Under Australian law, Pilgrim explained that an organisation doesn't even require specific consent for the general collection of personal information unless it is collecting sensitive information, let alone the mandate to erase the trace of an individual.
Under the GDPR, individuals are protected against being subject to determinations based on automated systems without human intervention. As such, practices employed by organisations similar to what the Australian Department of Human Services had adopted with its Centrelink automated debt recovery project may find themselves in deep water.
Simon Entwisle, Deputy Commissioner of Operations for the United Kingdom's Information Commissioner's Office (ICO), clarified the GDPR also covers an outsider who is in Europe.
"Anyone in Europe is covered and it's not just citizens either ...if you're in Europe and subject to some heinous data protection issue, then you're covered by the GDPR," he explained.
The GDPR is centred on the individual and their rights, and places a hefty responsibility on organisations. In Entwisle's words, it clarifies the definition of personal data, it makes consent more specific, it's supposed to result in transparency and accountability, it places obligations on data controllers and data processes, and charges them with additional responsibilities too.
With $26.9 billion in revenue for 2016, Entwisle put social media giant Facebook on notice for adhering to the GDPR rules.

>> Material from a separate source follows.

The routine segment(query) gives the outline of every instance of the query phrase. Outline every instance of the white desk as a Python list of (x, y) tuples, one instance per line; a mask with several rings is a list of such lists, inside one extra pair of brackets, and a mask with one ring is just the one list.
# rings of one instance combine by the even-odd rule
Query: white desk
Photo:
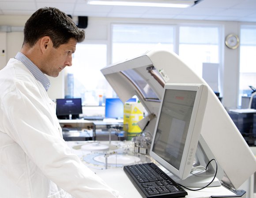
[[(123, 168), (97, 170), (96, 174), (111, 187), (117, 190), (123, 198), (142, 198)], [(194, 191), (186, 190), (188, 195), (186, 198), (209, 198), (211, 195), (228, 195), (234, 194), (223, 187), (209, 187), (200, 191)]]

As Brexit pushes ahead, the UK is still bound by the GDPR for as long as it is a part of the EU; however Entwisle noted the ICO -- the independent body set up to uphold information rights in the UK -- only receives data breach notifications on a voluntary, not compulsory, basis.
In an effort to legislate around informing Australians of when their privacy has been breached, the federal government finally passed its data breach notification laws at its third attempt in February that will see people be alerted of their data being inappropriately accessed come February 2018 under the Privacy Amendment (Notifiable Data Breaches) Act.
The legislation is restricted to incidents involving personal information, credit card information, credit eligibility, and tax file number information that would put individuals at "real risk of serious harm".
Notification laws apply only to companies covered by the Privacy Act, and sees intelligence agencies, small businesses with turnover of less than AU$3 million annually, and political parties exempt from disclosing breaches.
Organisations have 30 days to declare the breach; under the GDPR, organisations have 72 hours to notify authorities after having become aware of it, unless the personal data breach is unlikely to result in a risk to the rights and freedoms of natural persons.
One of the major tasks for all the data protection authorities around Europe at the moment is to gear up the resources to deal with the GDPR.
"It's massive, we're looking to increase our staff by about 15 percent or something like that," Entwisle explained. "It's a big deal and there are some massive challenges."
Speaking with ZDNet earlier this year, Louis Tague, Australia and New Zealand managing director at Veritas Technologies, said only 30 percent of local businesses meet the requirements to comply with the GDPR and that they are either not aware of the implications of GDPR or potentially underestimate the effort needed to be compliant under the directive.
According to survey findings released by Dell Technologies in October, nearly 90 percent of businesses in Asia Pacific know little or nothing about the EU's upcoming regulation, while another 93 percent did not have any plan in place for when the GDPR regime kicks off.
Article 5 of the GDPR says that organisations must be able to demonstrate they comply with all the principles relating to the processing of personal data; organisations must also implement appropriate technical and organisational measures, including data protection policies, to ensure and be able to demonstrate that processing complies with the GDPR under Article 24; and Article 25 stipulates that organisations must implement technical and organisational measures to show that they have considered and integrated data protection into their processing activities -- "data protection by design and by default".